Genome Canada pioneers novel “portfolio” investment approach in climate-smart projects

Mark Lowey
October 11, 2023

One important goal of research and innovation is to achieve the maximum benefits from the R&D investment.

Nine new projects in the Genome Canada-led Climate-Smart Agriculture and Food Systems initiative – to reduce the carbon footprint of Canada’s food production system – are designed to do just that, says Ryan Philippe, director, strategic partnerships and innovation, at Genome Canada.  (Photo at right: Ryan Phillipe. Photo at left: Rob Annan, president of Genome Canada, announcing new projects).

“The challenge of climate change and food systems involves system-level problems.
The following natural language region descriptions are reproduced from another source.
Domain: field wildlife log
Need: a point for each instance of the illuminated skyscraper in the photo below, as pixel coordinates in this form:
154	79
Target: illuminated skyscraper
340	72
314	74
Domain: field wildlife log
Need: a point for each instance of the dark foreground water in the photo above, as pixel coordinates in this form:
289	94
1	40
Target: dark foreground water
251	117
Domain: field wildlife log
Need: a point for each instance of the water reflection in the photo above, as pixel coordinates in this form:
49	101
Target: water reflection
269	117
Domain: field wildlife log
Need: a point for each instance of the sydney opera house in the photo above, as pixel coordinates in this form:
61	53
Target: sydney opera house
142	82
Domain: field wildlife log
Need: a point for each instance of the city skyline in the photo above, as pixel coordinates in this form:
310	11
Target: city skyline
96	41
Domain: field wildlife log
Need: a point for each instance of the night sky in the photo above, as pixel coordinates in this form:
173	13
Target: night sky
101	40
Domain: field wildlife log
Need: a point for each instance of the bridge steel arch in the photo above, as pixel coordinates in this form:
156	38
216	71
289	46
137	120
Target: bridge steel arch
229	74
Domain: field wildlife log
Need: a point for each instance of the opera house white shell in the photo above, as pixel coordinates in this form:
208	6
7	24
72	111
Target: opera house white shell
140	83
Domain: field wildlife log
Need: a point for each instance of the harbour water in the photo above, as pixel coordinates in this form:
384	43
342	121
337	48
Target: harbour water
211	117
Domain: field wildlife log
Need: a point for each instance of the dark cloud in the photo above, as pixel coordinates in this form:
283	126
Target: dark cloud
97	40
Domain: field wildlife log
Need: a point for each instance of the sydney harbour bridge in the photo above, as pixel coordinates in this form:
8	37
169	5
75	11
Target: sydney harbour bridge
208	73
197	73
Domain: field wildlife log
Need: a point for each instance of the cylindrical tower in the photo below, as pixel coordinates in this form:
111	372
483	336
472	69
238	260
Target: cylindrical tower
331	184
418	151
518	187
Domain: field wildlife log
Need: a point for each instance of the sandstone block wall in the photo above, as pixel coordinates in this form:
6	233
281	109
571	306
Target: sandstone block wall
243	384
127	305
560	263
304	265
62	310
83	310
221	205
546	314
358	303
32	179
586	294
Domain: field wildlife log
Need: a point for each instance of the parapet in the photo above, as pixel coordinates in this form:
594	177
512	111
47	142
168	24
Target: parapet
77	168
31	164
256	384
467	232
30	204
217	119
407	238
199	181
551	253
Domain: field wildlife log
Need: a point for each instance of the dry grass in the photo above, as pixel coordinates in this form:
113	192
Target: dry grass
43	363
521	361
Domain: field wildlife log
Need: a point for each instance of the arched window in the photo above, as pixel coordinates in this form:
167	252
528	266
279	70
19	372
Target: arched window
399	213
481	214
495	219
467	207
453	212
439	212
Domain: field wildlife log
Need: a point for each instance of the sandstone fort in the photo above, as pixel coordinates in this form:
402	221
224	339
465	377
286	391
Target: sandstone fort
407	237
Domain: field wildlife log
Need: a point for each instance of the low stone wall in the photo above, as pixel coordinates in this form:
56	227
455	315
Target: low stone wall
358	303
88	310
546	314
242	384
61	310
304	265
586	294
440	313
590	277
System-level challenges require systems-level approaches if we’re going to change those systems,” he told Research Money.

Genome Canada is using a novel “portfolio” investment approach for the nine projects. The aim is to ensure the projects yield economic, environmental and social benefits. Additional benefits expected include interdisciplinary and inter-sector collaboration, shared data on research, and national knowledge transfer.

Genome Canada’s $30 million investment in the nine new projects, including funding for new data and knowledge mobilization hubs, has leveraged an additional $42 million for the projects from co-funding partners. That’s well above the one-to-one matching investment Genome Canada requires.

“There’s a lot of interest, a lot of opportunities that these organizations realize are there,” Philippe said.

He rejected the often-heard opinion that investment money is hard to come by in Canada. “We just have to be able to speak the same language and align the value systems properly, so that desire, that buy-in into the investment, can be realized.”

“Aligning those values happens when you integrate within the projects and across the portfolio,” Philippe added.

Portfolio systems approach interlinks projects

Genome Canada’s portfolio systems approach builds on the independent, federally funded not-for-profit organization’s “GE3LS” approach in funding genomics research and innovation. GE3LS requires researchers supported by Genome Canada to consider the environmental, ethical, economic, legal and social implications of their projects.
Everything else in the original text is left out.